Чавес встал, подошел поближе к пленникам и присел перед ними на корточки.
— Я не буду много разговаривать. И хочу, чтобы вы меня слушали. Внимательно. Я не собираюсь пудрить вам мозги и не желаю, чтобы вы пудрили мозги мне. Если договоримся, ваши шансы увидеть рассвет заметно повысятся. Как вас зовут? — Оба промолчали. — Ну, не стесняйтесь. Только имена, чтобы удобнее было разговаривать.
— Хади.
Второй заколебался, сжал губы, но, немного погодя, все же сказал:
— Ибрагим.
— Вот и отлично. Благодарю вас. Нам известно, что вы и два ваших покойных друга взорвали нефтеперерабатывающий завод в Паулинии. Мы точно это знаем, так что не будем возвращаться к этой теме. Мы не полицейские и взяли вас вовсе не за эту диверсию.
— В таком случае, кто вы? — спросил Хади.
— Кое-кто еще.
— Почему вы решили, что мы имеем к этому какое-то отношение? — заговорил Ибрагим.
— А вы сами как думаете? — ответил с полуулыбкой Чавес и бросил быстрый взгляд на Хади.

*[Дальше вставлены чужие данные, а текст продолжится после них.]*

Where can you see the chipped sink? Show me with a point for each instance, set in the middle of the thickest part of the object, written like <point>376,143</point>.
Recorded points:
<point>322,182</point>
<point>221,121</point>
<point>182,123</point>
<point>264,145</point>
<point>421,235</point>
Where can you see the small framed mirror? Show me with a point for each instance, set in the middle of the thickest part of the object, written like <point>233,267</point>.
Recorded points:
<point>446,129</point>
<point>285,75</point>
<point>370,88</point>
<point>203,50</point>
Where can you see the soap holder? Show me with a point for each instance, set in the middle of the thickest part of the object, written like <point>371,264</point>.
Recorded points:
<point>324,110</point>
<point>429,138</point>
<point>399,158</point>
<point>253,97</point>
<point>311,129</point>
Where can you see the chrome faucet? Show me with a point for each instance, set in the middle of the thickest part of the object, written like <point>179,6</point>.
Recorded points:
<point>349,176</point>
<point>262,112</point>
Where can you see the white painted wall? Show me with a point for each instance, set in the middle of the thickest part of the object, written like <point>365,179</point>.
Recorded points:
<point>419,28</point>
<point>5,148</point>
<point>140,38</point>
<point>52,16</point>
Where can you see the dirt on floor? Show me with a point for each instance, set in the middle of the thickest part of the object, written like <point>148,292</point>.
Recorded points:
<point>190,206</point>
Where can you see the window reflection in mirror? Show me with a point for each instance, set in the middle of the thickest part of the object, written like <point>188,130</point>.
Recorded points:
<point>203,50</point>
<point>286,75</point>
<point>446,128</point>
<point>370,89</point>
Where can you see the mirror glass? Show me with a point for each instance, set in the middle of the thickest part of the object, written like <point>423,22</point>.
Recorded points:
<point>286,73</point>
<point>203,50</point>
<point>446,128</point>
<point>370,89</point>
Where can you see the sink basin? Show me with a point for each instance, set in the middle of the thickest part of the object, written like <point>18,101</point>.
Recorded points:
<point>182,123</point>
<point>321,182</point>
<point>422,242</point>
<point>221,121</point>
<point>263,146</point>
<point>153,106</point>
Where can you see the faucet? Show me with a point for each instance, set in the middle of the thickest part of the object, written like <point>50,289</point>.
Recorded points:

— Почему вы смотрите на меня?
— Почему вы преследовали Хади? — спросил Чавес у Ибрагима. Тот не ответил, и Чавес продолжил сам: — Вы взорвали нефтеперерабатывающий завод, но не учли того, что из-за дыма могут закрыть аэропорт Сан-Паулу. Поэтому вам пришлось действовать по запасному плану — отправиться в Рио. Вы добрались сюда, но тут началась неразбериха. Хади кинулся в бега, Ибрагим погнался за ним. Почему?
— Почему вы не спрашиваете о заводе? — резко сказал Ибрагим.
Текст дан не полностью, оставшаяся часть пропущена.